The Symantec (CA/Broadcom) Directory solution provides a mechanism for routing LDAPv3 traffic to other solutions. This routing mechanism allows Symantec Directory to act as a virtual directory service for other directories, e.g., MS Active Directory, SunOne, Novell eDirectory, etc.
The Symantec Identity Suite solution uses the LDAP protocol for its mid-tier and connector-tier components. The Provisioning Server is exposed on TCP 20389/20390, the JCS (Java Connector Server) is exposed on TCP 20410/20411, and the CCS (C++ Connector Server) is exposed on TCP 20402/20403.

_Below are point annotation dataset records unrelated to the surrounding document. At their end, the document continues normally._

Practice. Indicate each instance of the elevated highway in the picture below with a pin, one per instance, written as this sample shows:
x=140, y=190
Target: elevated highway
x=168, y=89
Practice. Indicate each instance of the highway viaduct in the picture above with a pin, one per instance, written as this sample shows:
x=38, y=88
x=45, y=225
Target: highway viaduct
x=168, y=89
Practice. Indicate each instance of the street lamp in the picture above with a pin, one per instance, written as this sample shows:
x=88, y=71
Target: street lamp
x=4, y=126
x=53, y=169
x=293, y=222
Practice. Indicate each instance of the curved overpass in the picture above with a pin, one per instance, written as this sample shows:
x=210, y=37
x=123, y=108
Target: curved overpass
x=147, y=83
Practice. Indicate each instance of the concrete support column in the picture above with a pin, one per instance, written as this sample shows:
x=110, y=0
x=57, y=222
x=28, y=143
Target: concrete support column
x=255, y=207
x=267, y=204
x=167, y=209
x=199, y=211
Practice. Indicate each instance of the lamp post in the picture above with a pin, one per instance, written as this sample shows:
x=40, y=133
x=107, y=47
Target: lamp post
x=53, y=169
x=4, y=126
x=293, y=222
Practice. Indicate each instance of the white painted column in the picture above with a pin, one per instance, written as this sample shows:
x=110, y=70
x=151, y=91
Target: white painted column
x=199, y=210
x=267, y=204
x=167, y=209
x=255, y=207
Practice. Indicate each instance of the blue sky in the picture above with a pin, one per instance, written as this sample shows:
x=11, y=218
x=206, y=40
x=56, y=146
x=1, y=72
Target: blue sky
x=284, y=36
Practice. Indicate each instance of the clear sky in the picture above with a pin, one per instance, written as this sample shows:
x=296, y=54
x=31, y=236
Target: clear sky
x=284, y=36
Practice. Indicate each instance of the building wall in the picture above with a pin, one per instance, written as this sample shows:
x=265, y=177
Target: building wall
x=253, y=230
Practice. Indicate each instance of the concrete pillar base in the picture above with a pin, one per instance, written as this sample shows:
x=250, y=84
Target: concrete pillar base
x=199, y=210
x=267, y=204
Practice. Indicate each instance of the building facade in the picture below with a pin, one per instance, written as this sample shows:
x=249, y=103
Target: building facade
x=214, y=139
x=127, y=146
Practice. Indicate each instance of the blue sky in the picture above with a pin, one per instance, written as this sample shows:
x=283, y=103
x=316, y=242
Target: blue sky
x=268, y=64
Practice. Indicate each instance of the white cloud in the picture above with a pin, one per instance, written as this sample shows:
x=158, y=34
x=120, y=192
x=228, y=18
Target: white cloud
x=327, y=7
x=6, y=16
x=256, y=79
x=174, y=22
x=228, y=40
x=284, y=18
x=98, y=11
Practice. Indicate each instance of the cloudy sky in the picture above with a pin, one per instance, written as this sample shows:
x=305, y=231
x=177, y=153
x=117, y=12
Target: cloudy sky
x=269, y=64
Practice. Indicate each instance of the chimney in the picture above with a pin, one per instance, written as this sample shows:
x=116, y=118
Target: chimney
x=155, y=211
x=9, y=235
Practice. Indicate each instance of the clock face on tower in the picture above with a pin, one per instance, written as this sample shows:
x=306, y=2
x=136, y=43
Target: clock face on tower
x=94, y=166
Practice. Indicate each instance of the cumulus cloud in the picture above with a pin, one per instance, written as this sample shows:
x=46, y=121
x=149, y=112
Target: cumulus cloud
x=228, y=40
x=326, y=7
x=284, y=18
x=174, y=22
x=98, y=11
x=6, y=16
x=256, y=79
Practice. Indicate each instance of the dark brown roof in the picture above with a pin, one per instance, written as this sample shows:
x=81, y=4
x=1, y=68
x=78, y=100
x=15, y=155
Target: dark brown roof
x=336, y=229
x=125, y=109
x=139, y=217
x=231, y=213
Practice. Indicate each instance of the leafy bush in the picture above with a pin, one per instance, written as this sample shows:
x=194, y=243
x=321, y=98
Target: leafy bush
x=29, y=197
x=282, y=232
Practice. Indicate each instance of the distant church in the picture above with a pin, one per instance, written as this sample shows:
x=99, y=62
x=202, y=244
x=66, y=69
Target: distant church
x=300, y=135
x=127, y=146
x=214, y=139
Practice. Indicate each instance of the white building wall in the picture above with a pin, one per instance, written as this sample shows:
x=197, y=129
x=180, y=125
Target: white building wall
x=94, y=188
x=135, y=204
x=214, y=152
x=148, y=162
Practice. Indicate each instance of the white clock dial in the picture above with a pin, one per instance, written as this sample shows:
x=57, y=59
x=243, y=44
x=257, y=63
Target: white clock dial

We wished to isolate provisioning data challenges within the Symantec Identity Management solution that was not fully viewable using the existing debugging logs & features of the provisioning tier & connector tiers. Using Symantec Directory, we can leverage the routing mechanism to build a MITM (man-in-the-middle) methodology to track all LDAP traffic through the Symantec Identity Manager connector tier.
We focused on the final leg of provisioning and created a process to track the JCS -> CCS LDAP traffic. We wanted to understand what and how the data was being sent from the JCS to the CCS to isolate issues to the CCS service and MS Active Directory. Using the trace level of Symantec Directory, we can capture all LDAP traffic, including binds/queries/add/modify actions.
The below steps showcase how to use Symantec Directory as an approved MITM process for troubleshooting exercises. We found this process more valuable than deploying Wireshark on the JCS/CCS Server and decoding the encrypted traffic for LDAP.
Background:
Symantec Directory documentation on routing. Please note the concept / feature of “set transparent-routing = true;” to avoid schema challenges when routing to other directory/ldap solutions.
MITM Methodology for JCS->CCS Service:
The Symantec Identity Management connector tier may be deployed on MS Windows or Linux OS. If the CCS service is being used, then MS Windows OS is required for this MS Visual C++ component/service. As we are focused on the CCS service, we will introduce the Symantec Directory solution on the same MS Windows OS.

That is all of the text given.